FIGURE 2.

Strain-induced release of HB-EGF and TGF-α is mediated via TACE. A and B, E17 type II cells were transfected by electroporation with plasmids encoding alkaline phosphatase (AP)-tagged HB-EGF (A) or TGF-α (B) ligands in the presence or absence of IC-3 (10 μm), a TACE inhibitor, and then exposed to 5% cyclic strain for 30 min.
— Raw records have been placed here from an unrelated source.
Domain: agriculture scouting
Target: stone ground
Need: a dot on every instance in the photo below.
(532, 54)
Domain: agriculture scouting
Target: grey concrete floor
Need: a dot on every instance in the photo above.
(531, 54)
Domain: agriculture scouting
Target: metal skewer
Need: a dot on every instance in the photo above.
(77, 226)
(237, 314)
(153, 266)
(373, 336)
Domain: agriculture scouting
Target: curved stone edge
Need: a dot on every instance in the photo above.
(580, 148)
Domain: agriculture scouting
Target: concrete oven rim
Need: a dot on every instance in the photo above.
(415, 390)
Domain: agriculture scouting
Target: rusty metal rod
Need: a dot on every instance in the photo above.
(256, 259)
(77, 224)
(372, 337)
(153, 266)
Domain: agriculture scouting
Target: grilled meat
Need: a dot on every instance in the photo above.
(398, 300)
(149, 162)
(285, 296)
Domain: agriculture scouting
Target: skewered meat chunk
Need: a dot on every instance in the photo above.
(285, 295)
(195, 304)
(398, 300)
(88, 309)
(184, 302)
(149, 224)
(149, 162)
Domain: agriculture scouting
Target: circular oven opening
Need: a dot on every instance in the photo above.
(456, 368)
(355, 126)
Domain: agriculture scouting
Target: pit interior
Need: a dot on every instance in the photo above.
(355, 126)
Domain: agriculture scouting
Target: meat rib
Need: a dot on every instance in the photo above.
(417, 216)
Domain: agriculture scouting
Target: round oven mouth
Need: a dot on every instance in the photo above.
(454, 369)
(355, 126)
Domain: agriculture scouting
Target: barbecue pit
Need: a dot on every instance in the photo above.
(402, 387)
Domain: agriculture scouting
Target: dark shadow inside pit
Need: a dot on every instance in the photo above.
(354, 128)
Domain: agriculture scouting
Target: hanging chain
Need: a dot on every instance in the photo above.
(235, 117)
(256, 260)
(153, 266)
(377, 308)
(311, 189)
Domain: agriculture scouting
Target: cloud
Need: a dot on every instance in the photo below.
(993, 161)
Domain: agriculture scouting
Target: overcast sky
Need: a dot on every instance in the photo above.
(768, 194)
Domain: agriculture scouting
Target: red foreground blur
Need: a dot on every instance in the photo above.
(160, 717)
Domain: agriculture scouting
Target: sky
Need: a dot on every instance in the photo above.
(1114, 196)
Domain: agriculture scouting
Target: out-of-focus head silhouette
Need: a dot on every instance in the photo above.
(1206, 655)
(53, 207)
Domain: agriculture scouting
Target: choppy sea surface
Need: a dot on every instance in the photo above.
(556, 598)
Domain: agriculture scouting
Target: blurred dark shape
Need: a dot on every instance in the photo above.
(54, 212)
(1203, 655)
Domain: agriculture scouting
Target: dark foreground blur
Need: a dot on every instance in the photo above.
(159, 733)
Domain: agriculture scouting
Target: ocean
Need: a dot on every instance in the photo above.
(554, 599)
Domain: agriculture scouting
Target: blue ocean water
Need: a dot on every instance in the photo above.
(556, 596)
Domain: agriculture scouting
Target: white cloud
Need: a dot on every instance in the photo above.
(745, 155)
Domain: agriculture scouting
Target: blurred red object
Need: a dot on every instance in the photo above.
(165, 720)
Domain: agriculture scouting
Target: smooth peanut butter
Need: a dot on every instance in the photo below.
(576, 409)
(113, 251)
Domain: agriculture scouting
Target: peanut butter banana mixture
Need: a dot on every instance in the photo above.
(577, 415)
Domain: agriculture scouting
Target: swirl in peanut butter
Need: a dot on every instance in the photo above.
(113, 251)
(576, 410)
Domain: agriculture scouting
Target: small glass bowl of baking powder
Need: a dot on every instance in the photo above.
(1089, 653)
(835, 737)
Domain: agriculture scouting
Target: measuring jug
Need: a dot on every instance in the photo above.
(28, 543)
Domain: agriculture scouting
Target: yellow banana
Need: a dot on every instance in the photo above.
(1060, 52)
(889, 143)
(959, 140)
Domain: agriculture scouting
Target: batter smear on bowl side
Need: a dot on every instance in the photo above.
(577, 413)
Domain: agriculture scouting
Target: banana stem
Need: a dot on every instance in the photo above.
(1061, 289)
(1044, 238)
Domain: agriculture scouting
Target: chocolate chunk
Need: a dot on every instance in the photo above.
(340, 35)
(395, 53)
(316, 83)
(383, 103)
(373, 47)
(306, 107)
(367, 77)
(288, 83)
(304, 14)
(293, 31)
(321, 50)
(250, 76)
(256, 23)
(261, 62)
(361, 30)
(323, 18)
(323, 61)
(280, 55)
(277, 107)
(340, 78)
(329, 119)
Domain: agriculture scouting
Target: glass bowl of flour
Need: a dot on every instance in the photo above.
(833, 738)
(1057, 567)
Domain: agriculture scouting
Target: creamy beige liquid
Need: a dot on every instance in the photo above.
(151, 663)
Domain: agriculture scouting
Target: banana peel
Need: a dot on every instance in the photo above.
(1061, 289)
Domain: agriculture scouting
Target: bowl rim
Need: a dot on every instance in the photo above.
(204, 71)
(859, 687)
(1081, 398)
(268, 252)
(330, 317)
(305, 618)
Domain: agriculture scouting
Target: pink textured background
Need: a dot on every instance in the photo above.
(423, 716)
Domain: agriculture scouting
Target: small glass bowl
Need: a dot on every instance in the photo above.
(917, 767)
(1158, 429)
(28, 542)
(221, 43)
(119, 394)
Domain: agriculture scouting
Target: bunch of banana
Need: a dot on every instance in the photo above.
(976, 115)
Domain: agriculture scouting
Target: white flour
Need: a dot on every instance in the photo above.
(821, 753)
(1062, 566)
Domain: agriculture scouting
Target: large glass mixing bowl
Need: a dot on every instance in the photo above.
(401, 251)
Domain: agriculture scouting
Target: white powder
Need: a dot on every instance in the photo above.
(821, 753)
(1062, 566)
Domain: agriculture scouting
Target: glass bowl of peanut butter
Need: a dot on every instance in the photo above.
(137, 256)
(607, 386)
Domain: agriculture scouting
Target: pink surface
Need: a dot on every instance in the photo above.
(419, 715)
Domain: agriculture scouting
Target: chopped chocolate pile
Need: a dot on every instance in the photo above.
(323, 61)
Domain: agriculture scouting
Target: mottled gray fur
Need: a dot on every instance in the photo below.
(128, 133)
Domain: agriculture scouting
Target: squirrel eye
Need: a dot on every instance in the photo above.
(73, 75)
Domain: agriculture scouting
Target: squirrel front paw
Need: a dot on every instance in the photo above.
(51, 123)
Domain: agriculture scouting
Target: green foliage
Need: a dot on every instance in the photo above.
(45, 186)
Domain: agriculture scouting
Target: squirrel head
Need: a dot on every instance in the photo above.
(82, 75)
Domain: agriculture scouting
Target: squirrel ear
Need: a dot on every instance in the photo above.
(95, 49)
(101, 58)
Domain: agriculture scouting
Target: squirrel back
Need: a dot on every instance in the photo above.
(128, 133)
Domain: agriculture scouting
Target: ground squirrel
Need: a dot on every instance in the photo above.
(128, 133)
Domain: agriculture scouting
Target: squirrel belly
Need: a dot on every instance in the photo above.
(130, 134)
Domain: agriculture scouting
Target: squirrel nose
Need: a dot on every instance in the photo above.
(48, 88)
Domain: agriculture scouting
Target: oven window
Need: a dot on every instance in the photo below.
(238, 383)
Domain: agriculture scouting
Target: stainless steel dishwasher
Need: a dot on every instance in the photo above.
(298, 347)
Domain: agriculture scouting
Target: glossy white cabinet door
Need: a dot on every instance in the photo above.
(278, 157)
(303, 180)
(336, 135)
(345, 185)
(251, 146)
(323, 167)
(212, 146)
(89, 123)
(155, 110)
Samples were processed to assess HB-EGF or TGF-α shedding as described in “Experimental Procedures.” n = 4, *, p < 0.05 versus control; **, p < 0.01 versus strain without inhibitor. C and D, E17 type II cells were exposed to 5% cyclic strain for 30 min. Supernatants were collected, concentrated and processed to detect shedding of mature HB-EGF (R & D, cat. DY259) and TGF-α (R & D, cat. DY239) by ELISA following manufacturer's recommendations. Samples were normalized to the concentration of proteins in the cell lysate. p < 0.05 versus control. Results are from three independent experiments. E and F, E17 type II cells isolated from TACE knock-out mice and transfected or not with a plasmid encoding the full-length of TACE were exposed to similar experimental conditions as described above to investigate shedding of mature HB-EGF (E) or TGF- α (F). n = 4, *, p < 0.05 versus control plus TACE transfection. Upper panels show representative blots.